The name Kwanzaa is derived from the Swahili phrase matunde ya kwanza, which means “firstfruits.” The founder of the holiday originally conceived Kwanzaa as an affirmative means of celebrating African heritage and culture, and providing an alternative to participating in the commercialized aspects of Christmas. As the holiday gained acceptance among Black Americans of various faiths, Dr. Karenga welcomed participation by African-Americans of various faiths. Kwanzaa celebrations are typically sponsored by churches, libraries and community centers.

Each of the seven days of Kwanzaa represents a principle or ideal that African-Americans, their families and communities should strive for. These principles are collectively called the NGUZO SABA.

December 26–Umoja–Unity

December 27–Kujichagulia–Self-Determination

December 28–Ujima–Collective Work and Responsibility

December 29–Ujamaa–Cooperative Economics

December 30–Nia*–Purpose

December 31–Kuumba–Creativity

January 1–Imani*–Faith

Seven green, red and black candles are lit in a kinara (candle-holder), each representing the principle of each day. In addition, there are several symbolic objects placed near the kinara.

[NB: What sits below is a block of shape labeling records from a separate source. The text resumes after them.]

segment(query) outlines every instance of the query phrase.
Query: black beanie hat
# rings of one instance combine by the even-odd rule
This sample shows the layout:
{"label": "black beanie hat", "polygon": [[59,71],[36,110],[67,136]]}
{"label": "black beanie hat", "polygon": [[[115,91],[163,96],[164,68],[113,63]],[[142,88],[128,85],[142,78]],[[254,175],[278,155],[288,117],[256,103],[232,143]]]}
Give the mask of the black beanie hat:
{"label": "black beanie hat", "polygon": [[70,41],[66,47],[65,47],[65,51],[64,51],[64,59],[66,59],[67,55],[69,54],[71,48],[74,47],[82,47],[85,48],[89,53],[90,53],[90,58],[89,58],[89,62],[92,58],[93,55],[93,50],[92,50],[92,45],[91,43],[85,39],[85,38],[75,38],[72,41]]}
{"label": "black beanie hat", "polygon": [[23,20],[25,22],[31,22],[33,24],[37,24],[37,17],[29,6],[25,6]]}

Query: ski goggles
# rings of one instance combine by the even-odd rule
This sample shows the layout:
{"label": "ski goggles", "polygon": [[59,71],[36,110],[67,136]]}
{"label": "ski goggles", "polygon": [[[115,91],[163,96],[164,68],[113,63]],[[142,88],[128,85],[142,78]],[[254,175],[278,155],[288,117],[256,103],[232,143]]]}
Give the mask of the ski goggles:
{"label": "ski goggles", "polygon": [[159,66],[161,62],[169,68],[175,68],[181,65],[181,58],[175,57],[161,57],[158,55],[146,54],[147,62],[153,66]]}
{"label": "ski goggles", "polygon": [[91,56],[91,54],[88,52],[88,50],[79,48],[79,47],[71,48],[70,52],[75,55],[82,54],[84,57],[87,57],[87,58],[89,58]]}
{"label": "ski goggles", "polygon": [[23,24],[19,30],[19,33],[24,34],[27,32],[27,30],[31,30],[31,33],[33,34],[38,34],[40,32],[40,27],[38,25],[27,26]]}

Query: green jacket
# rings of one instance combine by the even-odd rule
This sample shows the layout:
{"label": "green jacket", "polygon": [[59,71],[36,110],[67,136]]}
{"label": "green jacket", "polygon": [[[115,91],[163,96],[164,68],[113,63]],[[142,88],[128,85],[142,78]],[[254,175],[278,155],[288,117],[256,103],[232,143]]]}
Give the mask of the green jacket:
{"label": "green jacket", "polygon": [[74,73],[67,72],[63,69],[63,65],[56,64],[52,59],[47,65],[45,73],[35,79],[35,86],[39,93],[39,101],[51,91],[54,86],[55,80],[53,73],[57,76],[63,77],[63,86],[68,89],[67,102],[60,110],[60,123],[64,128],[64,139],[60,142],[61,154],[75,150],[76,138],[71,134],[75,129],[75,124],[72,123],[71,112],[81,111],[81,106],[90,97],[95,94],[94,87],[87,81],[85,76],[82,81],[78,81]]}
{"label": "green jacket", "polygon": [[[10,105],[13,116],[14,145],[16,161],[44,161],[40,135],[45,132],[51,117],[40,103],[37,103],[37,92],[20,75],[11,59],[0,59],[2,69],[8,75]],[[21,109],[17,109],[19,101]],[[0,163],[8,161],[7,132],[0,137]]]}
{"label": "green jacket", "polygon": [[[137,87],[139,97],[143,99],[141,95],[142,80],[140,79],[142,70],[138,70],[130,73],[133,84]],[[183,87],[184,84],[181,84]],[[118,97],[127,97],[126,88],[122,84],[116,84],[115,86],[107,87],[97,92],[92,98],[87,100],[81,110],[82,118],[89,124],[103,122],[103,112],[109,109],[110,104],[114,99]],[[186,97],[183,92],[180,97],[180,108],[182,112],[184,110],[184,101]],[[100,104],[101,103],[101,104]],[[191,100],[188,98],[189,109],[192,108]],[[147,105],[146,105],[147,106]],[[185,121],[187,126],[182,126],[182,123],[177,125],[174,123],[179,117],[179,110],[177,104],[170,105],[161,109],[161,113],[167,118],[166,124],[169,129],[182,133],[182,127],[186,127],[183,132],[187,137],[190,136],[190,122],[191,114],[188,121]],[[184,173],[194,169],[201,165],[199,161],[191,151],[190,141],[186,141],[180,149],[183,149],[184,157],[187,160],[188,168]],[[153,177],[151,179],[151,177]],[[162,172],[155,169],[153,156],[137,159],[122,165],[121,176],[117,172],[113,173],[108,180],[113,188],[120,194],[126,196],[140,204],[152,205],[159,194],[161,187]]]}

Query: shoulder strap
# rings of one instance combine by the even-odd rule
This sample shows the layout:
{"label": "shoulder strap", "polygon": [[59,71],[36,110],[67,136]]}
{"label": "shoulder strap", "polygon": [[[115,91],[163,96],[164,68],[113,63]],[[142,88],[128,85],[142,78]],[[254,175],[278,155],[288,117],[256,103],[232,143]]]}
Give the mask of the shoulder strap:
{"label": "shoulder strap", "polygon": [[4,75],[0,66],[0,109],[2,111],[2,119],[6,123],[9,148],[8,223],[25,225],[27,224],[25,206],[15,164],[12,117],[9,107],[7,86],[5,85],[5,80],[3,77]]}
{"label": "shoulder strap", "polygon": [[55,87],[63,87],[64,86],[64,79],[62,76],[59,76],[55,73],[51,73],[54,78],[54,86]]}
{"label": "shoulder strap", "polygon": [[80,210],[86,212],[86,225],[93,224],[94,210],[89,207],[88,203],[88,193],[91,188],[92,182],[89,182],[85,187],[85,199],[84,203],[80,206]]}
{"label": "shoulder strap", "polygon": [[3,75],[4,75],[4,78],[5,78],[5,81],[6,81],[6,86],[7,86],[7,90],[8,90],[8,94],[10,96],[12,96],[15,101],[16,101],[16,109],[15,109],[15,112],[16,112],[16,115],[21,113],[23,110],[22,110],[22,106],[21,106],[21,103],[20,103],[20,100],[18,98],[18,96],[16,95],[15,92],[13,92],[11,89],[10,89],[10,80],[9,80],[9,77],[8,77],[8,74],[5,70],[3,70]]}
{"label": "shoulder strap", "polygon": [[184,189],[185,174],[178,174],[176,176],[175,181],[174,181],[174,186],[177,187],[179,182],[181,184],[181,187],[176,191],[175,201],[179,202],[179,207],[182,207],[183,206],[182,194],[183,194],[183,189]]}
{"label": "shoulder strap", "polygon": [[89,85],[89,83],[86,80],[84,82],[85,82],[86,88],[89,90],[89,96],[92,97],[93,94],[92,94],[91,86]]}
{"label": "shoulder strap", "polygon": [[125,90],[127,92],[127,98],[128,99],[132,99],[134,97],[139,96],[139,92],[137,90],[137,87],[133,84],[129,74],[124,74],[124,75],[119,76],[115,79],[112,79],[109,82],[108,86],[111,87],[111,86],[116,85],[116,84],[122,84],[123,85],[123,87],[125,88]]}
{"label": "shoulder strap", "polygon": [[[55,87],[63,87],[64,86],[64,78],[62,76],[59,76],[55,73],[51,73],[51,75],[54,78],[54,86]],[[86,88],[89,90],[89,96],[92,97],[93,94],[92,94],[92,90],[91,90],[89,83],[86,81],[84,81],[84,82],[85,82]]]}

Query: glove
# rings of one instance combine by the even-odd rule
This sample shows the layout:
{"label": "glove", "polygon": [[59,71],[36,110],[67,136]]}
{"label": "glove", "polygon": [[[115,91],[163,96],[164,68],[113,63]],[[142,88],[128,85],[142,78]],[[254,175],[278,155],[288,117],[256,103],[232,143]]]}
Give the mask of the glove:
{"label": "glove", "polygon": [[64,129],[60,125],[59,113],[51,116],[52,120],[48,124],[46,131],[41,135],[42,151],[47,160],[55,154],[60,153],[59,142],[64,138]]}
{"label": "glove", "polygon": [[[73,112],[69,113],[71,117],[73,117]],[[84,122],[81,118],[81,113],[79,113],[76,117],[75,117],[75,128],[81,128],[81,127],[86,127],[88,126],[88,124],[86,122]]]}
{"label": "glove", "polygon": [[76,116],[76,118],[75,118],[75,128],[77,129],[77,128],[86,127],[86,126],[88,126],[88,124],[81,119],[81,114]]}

KIKOMBA–the unity cup. Sometimes a libation is poured out to either honor one’s ancestors, or symbolize the ancestor’s sacrifices made for us.

MKEKA–a simple woven mat, symbolizing home and hearth.

MAZAO–crops, representing the harvest.

MUHINDI–corn, symbolizing children.

ZAWADI–gifts, typically given from parents to children. Gifts are supposed to be crafted by the giver.

As the holiday evolves, families and communities plan celebrations reflecting the customs and traditions of their cities. For Black churches that sponsor Kwanzaa celebrations, festivities may center upon the contributions of African-American Christians throughout history.

For community centers that sponsor Kwanzaa, a huge get-together (HARAMBEE) and feast (KARAMU) may be featured, and will usually feature African dance, music, theater, art, poetry readings and other creative artistic endeavors presented by children, youth and adults. As Kwanzaa occurs during the winter holiday break for school children and college students, it is usually convenient to celebrate, since families are already together for Hanukkah, Christmas and Three Kings’ Day/Epiphany (January 6).

Individual families are also free to design their own home-based celebrations (in addition to other holidays celebrated in the household), since there is no standard liturgy of Kwanzaa. Kwanzaa’s popularity has been growing steadily since 1966, and it now has its own children’s and adult books; informative websites; annual US postage stamp; wrapping paper; greeting cards and commercially available ritual items.

Charity Dell hails from Connecticut. She’s a third-generation Black Pentecostal, raised in the Church of God in Christ. She holds a Masters degree in Divinity and one in Library Science, and leads celebrations of Biblical holidays from a Hebraic perspective.